Date: 2016-11-12 08:15 pm (UTC)
I wrote a huge post about my attempts to suss out Trump's foreign thinking. Aaaaand then LJ ate it. But to summarise a few of my views in bullet points,

1) On the campaign trail Trump most often described the world in terms of what looks a little like an amateur version of Layneian off-shore balancing. However, he was prone to contradiction and would often jump from that position to very different ones. (For instance, his whole "take the oil" thing, which arguably constitutes precisely the sort of morally disastrous, financially expensive military adventure that off-shore balancing advocates would normally strive to avoid.) I believe this is a reflection of Trump's fundamental inexperience.

2) If Trump wishes for a grand bargain with Russia, he should be prepared for a lengthy and difficult process. Russia is likely to test the waters soon after Trump's inauguration, so he needs to have his ducks in a row rather quickly. Relatedly, to avoid miscalculation on both sides, Trump should temper his readiness to negotiate with a strong affirmation of US support for its European allies.

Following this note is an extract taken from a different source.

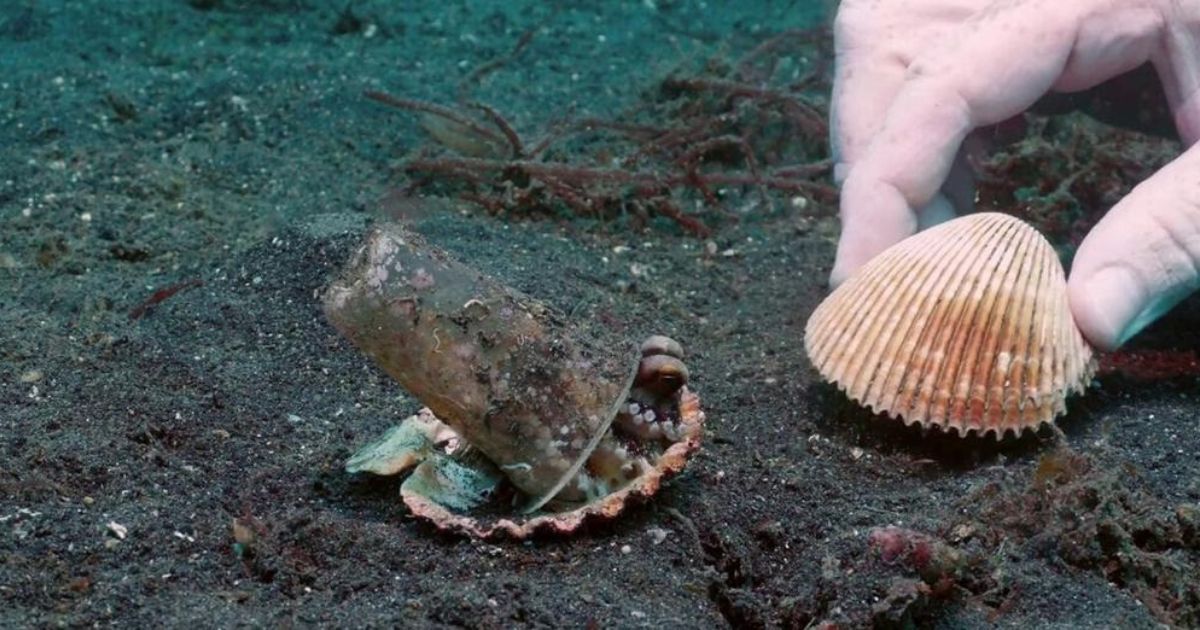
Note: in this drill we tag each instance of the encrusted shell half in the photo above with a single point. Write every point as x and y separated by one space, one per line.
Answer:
670 462
965 327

3) Some of his key foreign policy ideas would actually be workable if they were handled appropriately and adroitly. Unfortunately Trump has repeatedly undermined these ideas through incoherence, heavy-handedness or irresponsibility. This again seems to reflect Trump's fundamental unfamiliarity with foreign policy, and underscores the need for a competent foreign policy team.

4) Many of Trump's campaign pronouncements described a fantabulous alternate reality in which the United States can do major things, and then nobody actually reacts to those things in any real way. This is painfully manifest in pretty much everything Trump has said about China. This general lack of dynamism and nuance could have been a mere campaign posture, but might just as well be another thing that reflects Trump's basic inexperience with how the world works.

5) Trump generally undervalues American alliances, which is arguably compatible with off-shore balancing ideas, but also a dramatically different conception of US national interest than that shared by most of the US foreign policy establishment at large. I think this will mean not only foreign troubles -- US allies generally do not conceive of their relationships to the US in the reductionist way Trump has publicly described those relationships -- but it also means that Trump will have a certain level of resistance from the State Department.